Dans la lettre du 21 avril qu'il écrit à ce sujet à la reine, et dans laquelle il annonce son départ, on a retranché, aux Mémoires, le passage suivant:
Je ne puis pas te cacher que ma santé n'est plus la même depuis deux mois. Je ne suis plus le même homme. Au milieu de tant d'inquiétudes qui m'assiègent en quittant le pays, je viens d'éprouver un chagrin bien vif par l'état presque désespéré dans lequel se trouve le fils de Rœderer, par une blessure mortelle qu'il a reçue hier soir, dans une affaire particulière. Je trouvais quelque plaisir à mener ce jeune homme à son père. Le destin en décide autrement.
Joseph à Julie.
Santa Maria de la Nieva, 25 avril 1811.
Ma chère amie, je reçois tes lettres des 3, 4, 6 et 8 avril. Je t'ai écrit par toutes les estafettes, et par quelques-unes de très longues lettres; celle du 19 mars[31] t'annonçait ma détermination de me mettre en route pour la France; j'étais alors assez malade, je n'ai pas été bien depuis, je suis mieux depuis mon départ de Madrid. Je reçois aujourd'hui une lettre du prince de Neufchâtel qui m'apprend que l'empereur a consenti à me faire un prêt de 500,000 francs par mois. J'écris à ce sujet à l'empereur la lettre que tu lui remettras ou lui feras remettre, j'arriverai peu de jours après cette lettre.

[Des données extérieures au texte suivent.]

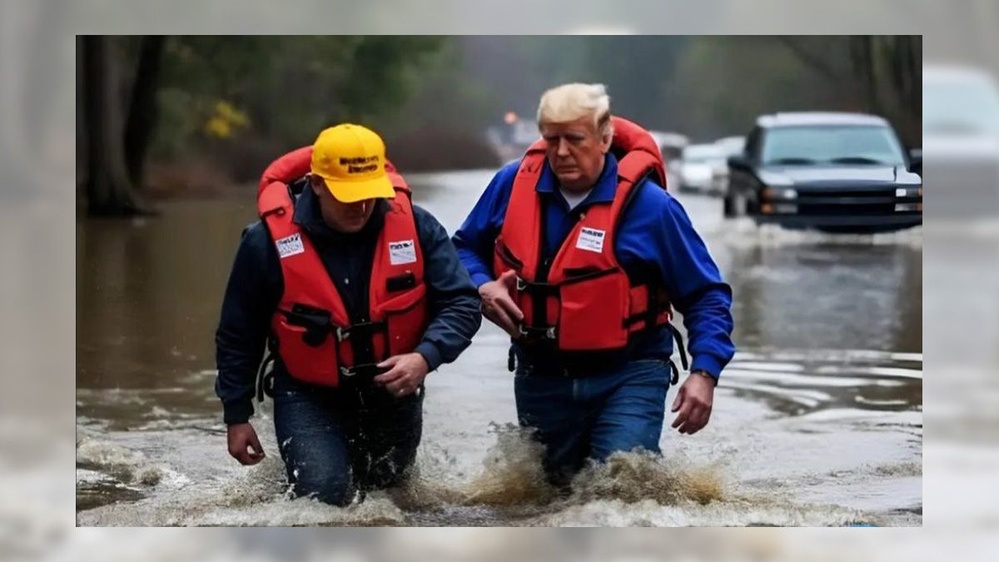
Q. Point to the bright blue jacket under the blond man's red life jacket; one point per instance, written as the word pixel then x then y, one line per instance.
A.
pixel 655 233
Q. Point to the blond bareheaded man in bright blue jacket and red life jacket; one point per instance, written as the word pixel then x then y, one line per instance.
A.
pixel 580 254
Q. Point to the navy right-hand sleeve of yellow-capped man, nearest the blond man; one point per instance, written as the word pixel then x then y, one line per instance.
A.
pixel 454 300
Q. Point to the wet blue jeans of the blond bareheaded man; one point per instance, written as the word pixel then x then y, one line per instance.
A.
pixel 593 417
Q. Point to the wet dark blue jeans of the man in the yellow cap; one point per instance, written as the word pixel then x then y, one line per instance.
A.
pixel 336 442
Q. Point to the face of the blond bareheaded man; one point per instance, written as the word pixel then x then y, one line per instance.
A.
pixel 575 151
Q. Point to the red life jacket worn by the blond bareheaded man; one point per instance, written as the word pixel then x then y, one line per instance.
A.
pixel 585 302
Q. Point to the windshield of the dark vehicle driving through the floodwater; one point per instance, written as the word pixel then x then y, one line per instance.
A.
pixel 847 144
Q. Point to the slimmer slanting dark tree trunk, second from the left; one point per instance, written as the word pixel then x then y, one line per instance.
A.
pixel 142 112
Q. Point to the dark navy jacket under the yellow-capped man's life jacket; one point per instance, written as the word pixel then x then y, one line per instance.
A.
pixel 255 287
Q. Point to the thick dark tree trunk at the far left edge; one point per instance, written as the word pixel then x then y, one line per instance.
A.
pixel 109 191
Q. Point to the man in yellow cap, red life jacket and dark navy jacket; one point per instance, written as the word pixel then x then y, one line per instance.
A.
pixel 358 295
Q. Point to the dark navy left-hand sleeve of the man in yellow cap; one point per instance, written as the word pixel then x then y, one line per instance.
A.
pixel 252 294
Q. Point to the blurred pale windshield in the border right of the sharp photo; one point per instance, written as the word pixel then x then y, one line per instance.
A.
pixel 966 105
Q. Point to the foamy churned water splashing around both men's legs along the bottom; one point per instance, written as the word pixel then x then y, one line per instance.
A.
pixel 509 489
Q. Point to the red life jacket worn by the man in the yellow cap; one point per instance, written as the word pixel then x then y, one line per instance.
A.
pixel 311 326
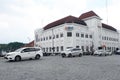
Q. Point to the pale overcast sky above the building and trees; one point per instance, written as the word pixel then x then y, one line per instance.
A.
pixel 20 18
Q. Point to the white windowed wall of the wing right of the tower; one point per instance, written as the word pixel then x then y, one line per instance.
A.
pixel 110 39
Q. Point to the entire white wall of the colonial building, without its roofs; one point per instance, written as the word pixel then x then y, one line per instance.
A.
pixel 94 28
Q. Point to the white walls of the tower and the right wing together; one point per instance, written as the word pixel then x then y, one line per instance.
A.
pixel 99 34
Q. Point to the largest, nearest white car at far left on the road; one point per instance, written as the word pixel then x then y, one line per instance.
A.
pixel 24 53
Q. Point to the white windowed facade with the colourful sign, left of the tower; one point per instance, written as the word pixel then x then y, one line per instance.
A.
pixel 64 42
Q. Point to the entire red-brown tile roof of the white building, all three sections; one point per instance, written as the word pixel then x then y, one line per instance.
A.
pixel 72 19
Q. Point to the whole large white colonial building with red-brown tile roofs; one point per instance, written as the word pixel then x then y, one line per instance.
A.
pixel 86 32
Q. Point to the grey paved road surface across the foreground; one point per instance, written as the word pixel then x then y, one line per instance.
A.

Je t'ai écrit il y a quelques jours par M. Jappi que tu dois m'avoir renvoyé avec tes lettres.
Le même jour qu'il écrivait à la reine Julie les lettres ci-dessus, Joseph adressait à son frère celle qu'on va lire, laquelle a été un peu tronquée dans les Mémoires. La voici intégralement:
Santa Maria de la Nieva, le 25 avril 1811.
Sire,
Je suis parti de Madrid le 23 sans avoir reçu aucune réponse aux lettres que j'ai écrites depuis 3 mois à Votre Majesté, à la reine et au prince de Neufchâtel. J'ai retardé tant que j'ai pu mon voyage, mais la nécessité m'a enfin décidé et ce ne sera pas sans peine que les services se soutiendront à Madrid pendant 40 jours, quoique le trésor se trouve déchargé en grande partie de la dépense de ma maison. J'ai dû craindre que Votre Majesté ne se rappelât plus de moi et je n'ai vu de refuge que dans la retraite la plus obscure; aujourd'hui je reçois une lettre du prince de Neufchâtel du 8, qui m'annonce quelque secours; cette lettre me prouve que ma position véritable commence à être connue et il n'est pas douteux que je n'aurai rien à désirer de vous dès que je connaîtrai votre volonté, puisque la mienne sera de m'y conformer autant que cela me sera possible.